• 63°

BCS wants more construction funds

Citing the need for one long-delayed construction project, a growing list of vehicles that need replacing and several safety measures, the Beaufort County Board of Education will ask county leaders to increase the money they give for school construction projects by some $500,000.

Some school board members said after the vote that they don’t believe the Beaufort County Board of Commissioners will fund all the projects they are requesting in the public schools’ capital budget for the 2012-2013 fiscal year.

Beaufort County Schools Superintendent Don Phipps said he’s “cautiously optimistic” the commissioners will allocate funds to meet the construction needs identified by school leaders.

“I don’t think there’s anything on the list that’s not a real need for the school system. I don’t think there’s anything on it that’s frivolous,” he said. “What we’ve got to do is make a case for what we’re requesting.”

“If we don’t continue to hold our own and make gains in the capital area, we’re going to pay a bigger price down the road,” he said.

At its meeting Monday in the Training Center at the Beaufort County Ed Tech School, the school board, in a split vote, approved a $1,674,637 capital-budget request for 2012-2013.

Board members Cindy Winstead and Terry Williams voted against the request.

The vote followed a line-by-line and school-by-school discussion of nearly $5 million in construction needs that had been identified by the county’s public-school leaders.

The school board is scheduled to meet Monday with the commissioners to make its case for its 2012-2013 capital budget and $13.1 million operating budget.

Last year, the commissioners cut the school district’s requested $1.5 million construction budget to $467,860 with the provision that the county would appropriate any funds from the North Carolina Education Lottery — estimated by county officials to be about $500,000 — to the school system for construction projects.

They also reduced the county’s contribution to the school system’s operating budget from $12.6 million requested by the schools for 2011-2012 to about $11.9 million — a sum about equal to the district’s local appropriations for the 2009-2010 fiscal year.

Monday’s school board meeting was called after its members failed to reach a consensus on its construction-budget request at a meeting of the board last week.

The most divisive issue during Monday’s discussion was a request for $600,000 in the capital budget request to build a new multi-purpose building at Eastern Elementary School.

Board member Robert Belcher advocated for its inclusion in the budget, saying Eastern Elementary School is the only school in the county without a multi-purpose room, and, as a result, the school has no space for a campus-wide meeting and no space to hold physical-education classes during inclement weather.

“It has been put off every year since 1966,” he said. “If you think you need this, you have to put it in front of the commissioners, because if you don’t do that, you’re not doing your duty for the schools.”
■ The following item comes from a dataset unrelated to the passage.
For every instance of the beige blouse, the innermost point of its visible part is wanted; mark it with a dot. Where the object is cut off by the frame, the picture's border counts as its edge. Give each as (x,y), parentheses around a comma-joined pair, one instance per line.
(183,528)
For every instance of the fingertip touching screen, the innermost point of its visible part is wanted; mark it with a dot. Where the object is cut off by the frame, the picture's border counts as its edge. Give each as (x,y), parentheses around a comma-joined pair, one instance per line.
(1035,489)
Winstead took issue with Belcher, saying that during the current economic downturn, school leaders should focus on maintaining the district’s existing buildings and work to make them more energy efficient.

“With the economy the way it is, I think our focus should be on maintaining what we have and trying to make it as energy efficient as it can be,” she said.
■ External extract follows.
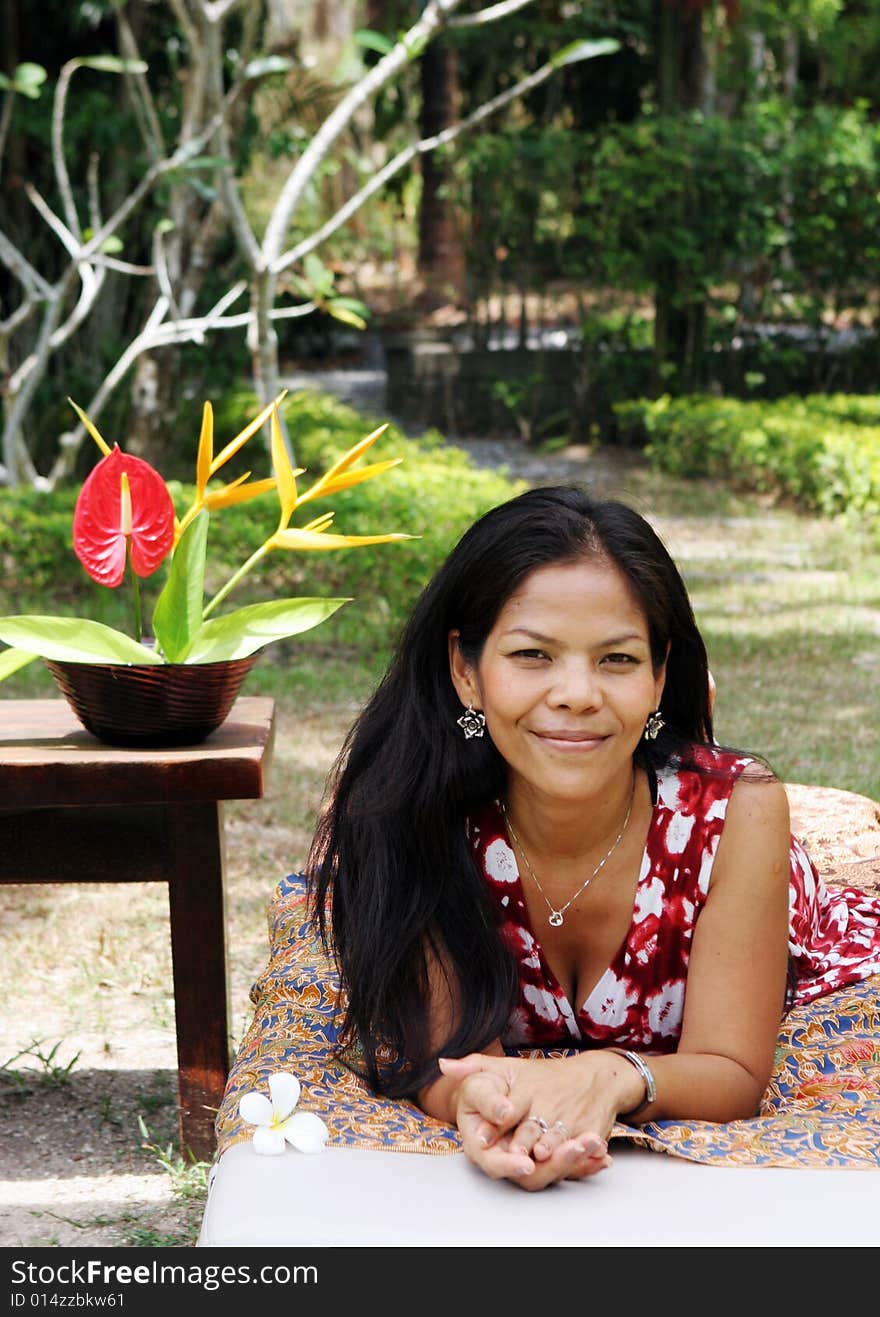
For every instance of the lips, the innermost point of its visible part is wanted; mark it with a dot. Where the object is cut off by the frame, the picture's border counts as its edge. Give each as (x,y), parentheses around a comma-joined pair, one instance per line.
(576,738)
Board members Mike Isbell and Williams agreed with Winstead, and the three cast votes against making the project part of its capital budget request.

Another divisive issue for school leaders was the request for funding electrical upgrades and new air-conditioning units at the Ed Tech Center.

Some board members questioned the need for any improvements at the school. But after a tour of the campus Monday, the board voted to include $59,950 for electrical upgrades and 10 new air-conditioning units in its capital-budget request.

Board members, however, were more united in a request for $160,000 to repave the bus parking lot and rear entrance to Northside High School, agreeing the existing asphalt had fallen into disrepair because of faulty workmanship when the school was built.

The capital-budget request also includes $89,775 for replacing roofs at four schools and one building at the district’s central office on Smaw Road.

“These are our most pressing roof needs,” Phipps told the board. “All are either leaking or have structural issues.”

Also included in the capital budget is $60,714 to install automated heating and air-conditioning controls at Southside and Washington high schools.

School officials hope the new systems will lead to lower energy and maintenance costs at the schools. If so, they hope to expand the automated system to other schools in future years.